Of the 81 households, 34.6% of which had children under the age of 18 living with them, 50.6% were married couples living together, 11.1% were cohabitating couples, 21.0% had a female householder with no spouse or partner present and 17.3% had a male householder with no spouse or partner present. 32.1% of all households were non-families. 27.2% of all households were made up of individuals, 6.2% had someone living alone who was 65 years old or older.

The median age in the city was 42.2 years. 22.5% of the residents were under the age of 20; 8.9% were between the ages of 20 and 24; 25.7% were from 25 and 44; 22.5% were from 45 and 64; and 20.4% were 65 years of age or older. The gender makeup of the city was 49.7% male and 50.3% female.

===2010 census===
As of the census of 2010, there were 257 people, 109 households, and 77 families living in the city. The population density was 642.5 PD/sqmi. There were 127 housing units at an average density of 317.5 /sqmi. The racial makeup of the city was 98.8% White, 0.8% Native American, and 0.4% Asian.

There were 109 households, of which 27.5% had children under the age of 18 living with them, 63.3% were married couples living together, 6.4% had a female householder with no husband present, 0.9% had a male householder with no wife present, and 29.4% were non-families. 20.2% of all households were made up of individuals, and 5.5% had someone living alone who was 65 years of age or older. The average household size was 2.36 and the average family size was 2.78.

The median age in the city was 44.8 years. 22.2% of residents were under the age of 18; 8.5% were between the ages of 18 and 24; 19.4% were from 25 to 44; 33.5% were from 45 to 64; and 16.3% were 65 years of age or older. The gender makeup of the city was 46.3% male and 53.7% female.

===2000 census===
As of the census of 2000, there were 266 people, 118 households, and 78 families living in the city. The population density was 664.7 PD/sqmi. There were 129 housing units at an average density of 322.3 /sqmi. The racial makeup of the city was 99.62% White, and 0.38% from two or more races.
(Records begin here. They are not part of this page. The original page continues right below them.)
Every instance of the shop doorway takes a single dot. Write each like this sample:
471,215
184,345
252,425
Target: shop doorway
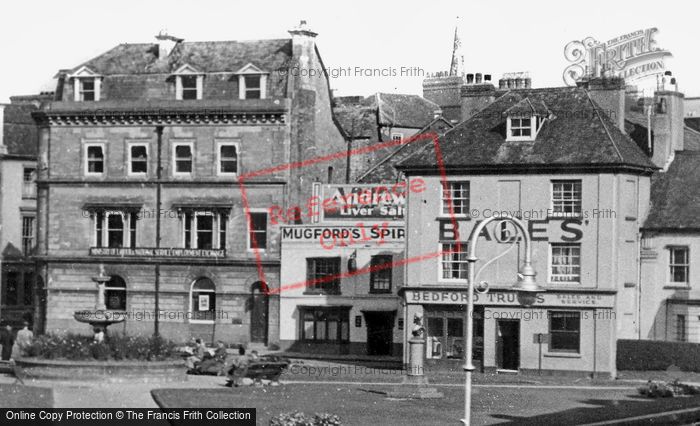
445,328
508,344
259,305
380,332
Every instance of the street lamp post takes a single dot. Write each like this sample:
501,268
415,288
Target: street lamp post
526,285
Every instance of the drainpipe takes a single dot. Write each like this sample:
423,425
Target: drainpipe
156,325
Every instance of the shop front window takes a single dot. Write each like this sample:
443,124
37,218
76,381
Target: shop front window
329,325
446,333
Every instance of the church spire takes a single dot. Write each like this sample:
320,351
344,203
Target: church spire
457,65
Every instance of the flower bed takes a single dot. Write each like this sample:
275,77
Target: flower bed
119,357
117,347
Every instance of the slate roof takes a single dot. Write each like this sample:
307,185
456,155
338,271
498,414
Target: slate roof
579,135
357,121
399,110
385,171
675,195
528,107
206,56
693,122
20,131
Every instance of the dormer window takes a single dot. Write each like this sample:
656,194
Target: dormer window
86,85
521,127
252,82
87,89
525,120
189,83
251,87
189,87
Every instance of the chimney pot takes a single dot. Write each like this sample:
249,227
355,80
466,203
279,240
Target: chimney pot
3,148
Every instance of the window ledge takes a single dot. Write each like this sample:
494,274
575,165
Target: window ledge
564,216
462,216
561,355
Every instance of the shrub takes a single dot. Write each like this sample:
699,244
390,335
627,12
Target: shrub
115,347
657,355
297,418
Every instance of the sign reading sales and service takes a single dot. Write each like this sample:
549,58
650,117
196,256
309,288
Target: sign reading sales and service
459,297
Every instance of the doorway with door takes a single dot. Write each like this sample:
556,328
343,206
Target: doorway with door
259,307
380,332
508,345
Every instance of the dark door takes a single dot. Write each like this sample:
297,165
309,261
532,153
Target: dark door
258,314
508,344
380,332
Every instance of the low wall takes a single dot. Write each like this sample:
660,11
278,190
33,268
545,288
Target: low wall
657,355
107,371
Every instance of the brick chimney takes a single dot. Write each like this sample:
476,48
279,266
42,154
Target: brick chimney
668,126
443,89
609,94
303,46
475,97
166,43
3,147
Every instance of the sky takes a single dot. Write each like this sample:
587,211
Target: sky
38,38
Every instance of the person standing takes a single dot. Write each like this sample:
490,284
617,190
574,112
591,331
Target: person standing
7,340
24,339
197,355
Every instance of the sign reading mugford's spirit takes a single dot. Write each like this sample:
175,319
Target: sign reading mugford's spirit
157,252
366,202
356,233
631,56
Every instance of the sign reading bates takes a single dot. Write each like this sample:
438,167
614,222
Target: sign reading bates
367,202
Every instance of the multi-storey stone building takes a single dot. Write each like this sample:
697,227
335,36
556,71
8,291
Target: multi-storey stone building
18,208
140,162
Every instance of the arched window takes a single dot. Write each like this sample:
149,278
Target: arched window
115,293
203,300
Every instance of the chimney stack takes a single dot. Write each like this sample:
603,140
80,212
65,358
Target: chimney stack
668,125
3,148
303,54
166,43
476,97
609,94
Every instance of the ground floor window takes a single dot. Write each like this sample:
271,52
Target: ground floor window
565,331
681,327
203,300
324,324
17,288
115,294
446,332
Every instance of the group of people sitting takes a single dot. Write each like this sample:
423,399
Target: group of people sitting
202,361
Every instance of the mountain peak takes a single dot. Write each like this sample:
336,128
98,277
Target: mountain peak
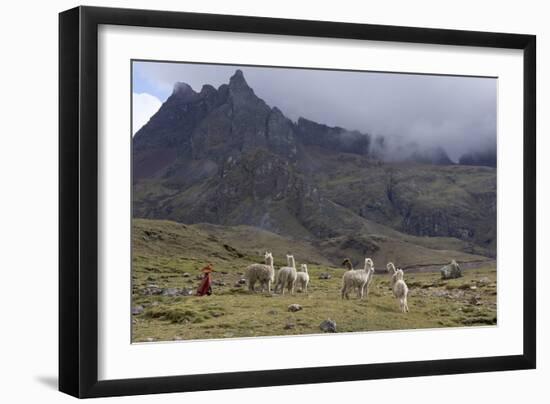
182,88
238,80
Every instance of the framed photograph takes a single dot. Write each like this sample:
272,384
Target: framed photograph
251,201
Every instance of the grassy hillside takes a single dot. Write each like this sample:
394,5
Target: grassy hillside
167,257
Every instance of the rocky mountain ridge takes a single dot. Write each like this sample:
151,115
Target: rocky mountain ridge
223,156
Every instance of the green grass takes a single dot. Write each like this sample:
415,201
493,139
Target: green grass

There were 118 households, out of which 23.7% had children under the age of 18 living with them, 58.5% were married couples living together, 7.6% had a female householder with no husband present, and 33.1% were non-families. 31.4% of all households were made up of individuals, and 21.2% had someone living alone who was 65 years of age or older. The average household size was 2.25 and the average family size was 2.80.
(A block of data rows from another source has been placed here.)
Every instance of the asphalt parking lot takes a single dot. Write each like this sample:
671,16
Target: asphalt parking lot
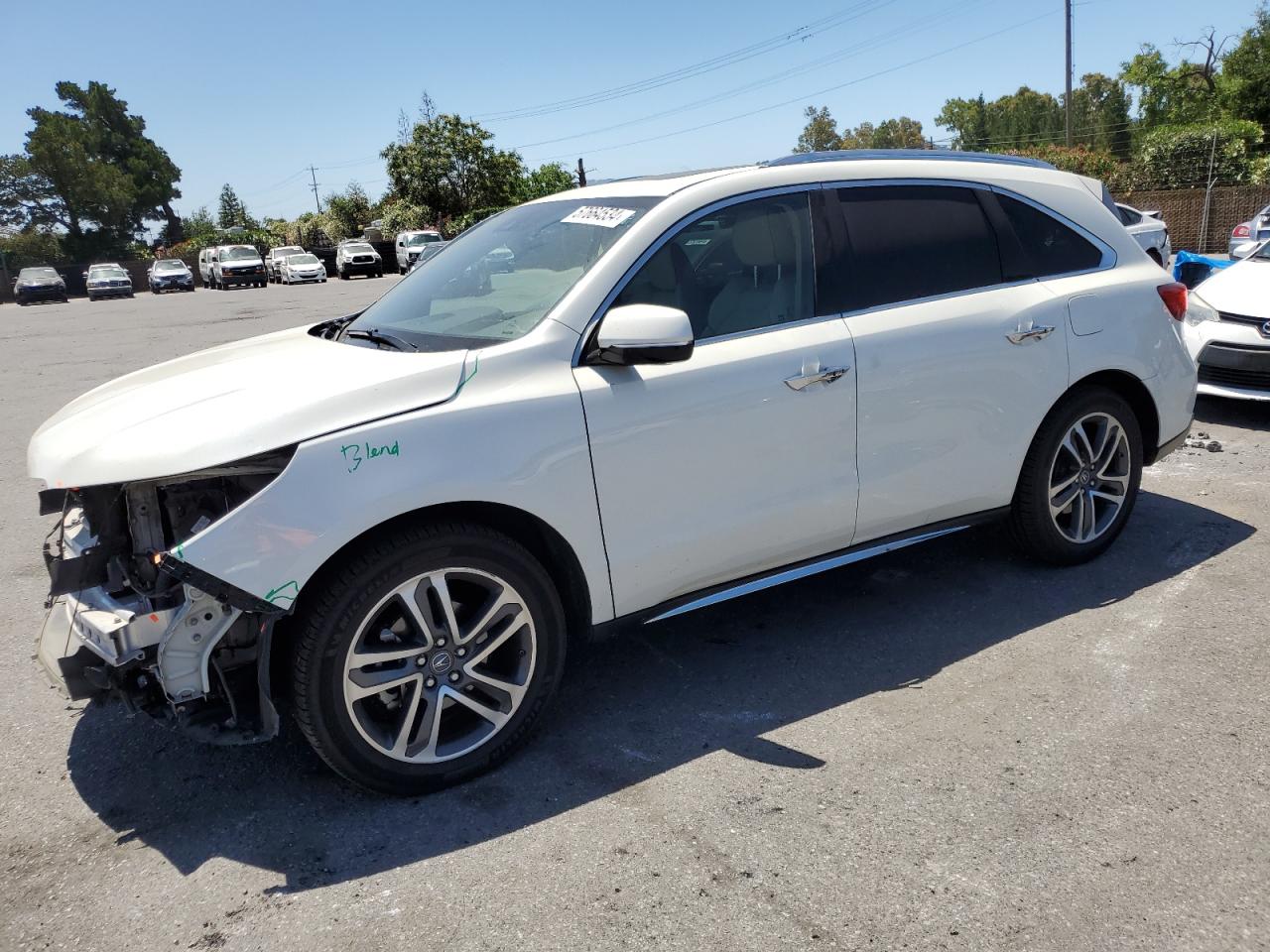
944,748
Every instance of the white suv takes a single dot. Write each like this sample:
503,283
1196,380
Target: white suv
412,244
681,391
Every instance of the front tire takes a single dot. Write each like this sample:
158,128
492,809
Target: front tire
427,657
1080,479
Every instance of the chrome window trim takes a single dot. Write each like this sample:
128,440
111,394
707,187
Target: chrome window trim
675,230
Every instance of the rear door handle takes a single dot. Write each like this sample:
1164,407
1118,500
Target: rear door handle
1023,336
807,380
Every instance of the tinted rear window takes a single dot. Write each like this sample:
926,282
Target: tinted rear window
1052,246
913,241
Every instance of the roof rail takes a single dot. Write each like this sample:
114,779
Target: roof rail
838,155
Age spread: 21.1% under the age of 18, 7.5% from 18 to 24, 20.3% from 25 to 44, 31.6% from 45 to 64, and 19.5% who were 65 years of age or older. The median age was 46 years. For every 100 females, there were 81.0 males. For every 100 females age 18 and over, there were 84.2 males.
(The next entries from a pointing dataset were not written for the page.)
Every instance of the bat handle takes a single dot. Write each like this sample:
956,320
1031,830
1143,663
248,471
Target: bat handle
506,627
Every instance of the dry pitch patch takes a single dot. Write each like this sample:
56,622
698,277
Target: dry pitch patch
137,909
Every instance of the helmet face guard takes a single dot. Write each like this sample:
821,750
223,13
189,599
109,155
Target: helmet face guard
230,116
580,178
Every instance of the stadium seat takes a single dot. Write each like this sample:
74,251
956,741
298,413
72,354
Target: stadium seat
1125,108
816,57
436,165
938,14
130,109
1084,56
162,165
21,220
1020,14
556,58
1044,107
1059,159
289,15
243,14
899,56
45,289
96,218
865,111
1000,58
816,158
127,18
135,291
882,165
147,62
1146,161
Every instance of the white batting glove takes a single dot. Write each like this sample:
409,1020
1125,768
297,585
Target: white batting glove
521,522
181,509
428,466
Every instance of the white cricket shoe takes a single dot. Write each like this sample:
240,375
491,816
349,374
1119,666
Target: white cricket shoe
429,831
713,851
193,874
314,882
The median income for a household in the city was $28,500, and the median income for a family was $38,542. Males had a median income of $21,250 versus $14,063 for females. The per capita income for the city was $11,714. About 5.8% of families and 7.8% of the population were below the poverty line, including none of those under the age of eighteen and 9.8% of those 65 or over.

==Education==
Prescott is within the Creston Community School District. It was in the Prescott Community School District until July 1, 2016, when it merged into the Creston district.

==Notable people==
- Horace Daggett, Iowa state legislator and farmer, was born in Prescott.